- Feature on the film from Picture Show (24 October 1936)
- Directed by: Henry Edwards
- Written by: Henry V. Esmond (play); H. Fowler Mear;
- Produced by: Julius Hagen
- Starring: Betty Balfour; Seymour Hicks; Oscar Asche;
- Cinematography: Sydney Blythe; William Luff;
- Edited by: Michael C. Chorlton
- Music by: W.L. Trytel
- Production company: Julius Hagen Productions
- Distributed by: Twickenham Film Distributors
- Release date: 9 April 1936;
- Running time: 75 minutes
- Country: United Kingdom
- Language: English

= Eliza Comes to Stay =

Eliza Comes to Stay (also known as Elisa Comes to Stay ) is a 1936 British comedy film directed by Henry Edwards and starring Betty Balfour, Seymour Hicks and Oscar Asche. It was written by H. Fowler Mear adapted from the play by Henry V. Esmond, and made at the Riverside Studios in Hammersmith.

==Plot==
Sandy Verrall, bachelor, becomes the guardian of Eliza Vandan, the daughter of a man who had saved his life. To provide a mother-figure for her, he proposes to actress Vera Laurance. Having believed Eliza to be a young child, he soon discovers she is actually a young woman. When Vera leaves Sandy, Eliza becomes his wife.

==Cast==
- Betty Balfour as Eliza Vandan
- Seymour Hicks as Sandy Verrall
- Oscar Asche as Herbert, the butler
- Ellis Jeffreys as Lady Elizabeth
- Nelson Keys as Sir Gregory
- A.R. Whatmore as Monty Jordan
- Vera Bogetti as Vera Laurence
- Ben Webster
- Donald Burr
- Agnes Imlay
- Diana Ward
- Bill Worth

== Reception ==
The Monthly Film Bulletin wrote: "Had the story been supported in the film by a more versatile Eliza than Betty Balfour it would have seemed credible; but it remains a stage farce. In one of his last roles the late Oscar Asche is a superb butler. All the minor parts are played with distinction, and in spite of a tame ending, there remains the feeling of a light-hearted hour well spent. This is largely due to the infectious enthusiasm and polish of Seymour Hicks, as the bachelor. He makes the old-fashioned double-entendre live again."
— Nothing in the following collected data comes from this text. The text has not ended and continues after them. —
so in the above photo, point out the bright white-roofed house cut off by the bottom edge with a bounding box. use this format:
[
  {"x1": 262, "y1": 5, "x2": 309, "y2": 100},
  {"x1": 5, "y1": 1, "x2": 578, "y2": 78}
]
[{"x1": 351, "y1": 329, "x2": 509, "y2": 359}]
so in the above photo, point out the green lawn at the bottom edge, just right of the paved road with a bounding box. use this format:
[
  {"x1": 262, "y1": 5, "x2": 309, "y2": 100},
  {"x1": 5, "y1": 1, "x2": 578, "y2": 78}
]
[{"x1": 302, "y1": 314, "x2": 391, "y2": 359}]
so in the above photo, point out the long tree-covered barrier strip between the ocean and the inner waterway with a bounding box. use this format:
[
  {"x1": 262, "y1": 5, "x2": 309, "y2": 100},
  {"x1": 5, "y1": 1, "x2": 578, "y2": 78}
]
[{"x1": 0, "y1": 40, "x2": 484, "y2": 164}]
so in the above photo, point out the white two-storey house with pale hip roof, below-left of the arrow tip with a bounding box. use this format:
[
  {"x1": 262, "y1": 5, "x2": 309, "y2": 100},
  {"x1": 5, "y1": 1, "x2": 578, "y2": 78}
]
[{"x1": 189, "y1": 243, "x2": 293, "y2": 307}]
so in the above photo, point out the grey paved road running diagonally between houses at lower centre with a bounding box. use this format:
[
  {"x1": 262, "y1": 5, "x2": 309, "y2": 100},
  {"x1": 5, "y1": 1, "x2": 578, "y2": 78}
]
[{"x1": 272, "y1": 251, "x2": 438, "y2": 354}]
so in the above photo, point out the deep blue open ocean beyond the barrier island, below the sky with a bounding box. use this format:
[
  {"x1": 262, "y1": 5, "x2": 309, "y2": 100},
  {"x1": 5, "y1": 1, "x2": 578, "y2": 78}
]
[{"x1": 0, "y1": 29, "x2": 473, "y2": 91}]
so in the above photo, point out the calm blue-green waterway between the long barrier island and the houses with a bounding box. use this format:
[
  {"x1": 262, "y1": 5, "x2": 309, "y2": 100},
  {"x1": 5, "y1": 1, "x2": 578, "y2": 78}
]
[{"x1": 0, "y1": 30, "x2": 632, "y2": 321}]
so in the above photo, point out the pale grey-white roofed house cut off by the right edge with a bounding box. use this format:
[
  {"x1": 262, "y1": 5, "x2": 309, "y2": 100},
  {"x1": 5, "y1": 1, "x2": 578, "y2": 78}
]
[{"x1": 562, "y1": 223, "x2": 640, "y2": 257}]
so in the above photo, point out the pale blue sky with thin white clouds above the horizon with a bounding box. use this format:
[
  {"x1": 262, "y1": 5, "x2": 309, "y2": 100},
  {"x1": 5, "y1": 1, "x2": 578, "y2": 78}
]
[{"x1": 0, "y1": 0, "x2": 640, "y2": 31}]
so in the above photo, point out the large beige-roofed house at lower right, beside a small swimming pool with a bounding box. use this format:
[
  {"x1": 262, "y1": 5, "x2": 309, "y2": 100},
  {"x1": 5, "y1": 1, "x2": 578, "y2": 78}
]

Kine Weekly wrote: "Old-fashioned, commonplace farcical comedy, too far behind the times in its humour, trite in its dialogue, and colourless in its interpretation to appeal to other than very unsophisticated audiences. The entertainment belongs to a bygone age and crumples at the misguided attempt at resuscitation."

The Daily Film Renter wrote: "Developed with overplus of dialogue, and stagy in presentation, this hardly affords cast much opportunity, sole entertainment deriving from main situation. ... Sir Seymour Hicks, in the character of Sandy, hardly achieves conviction, and relies too much on stage technique."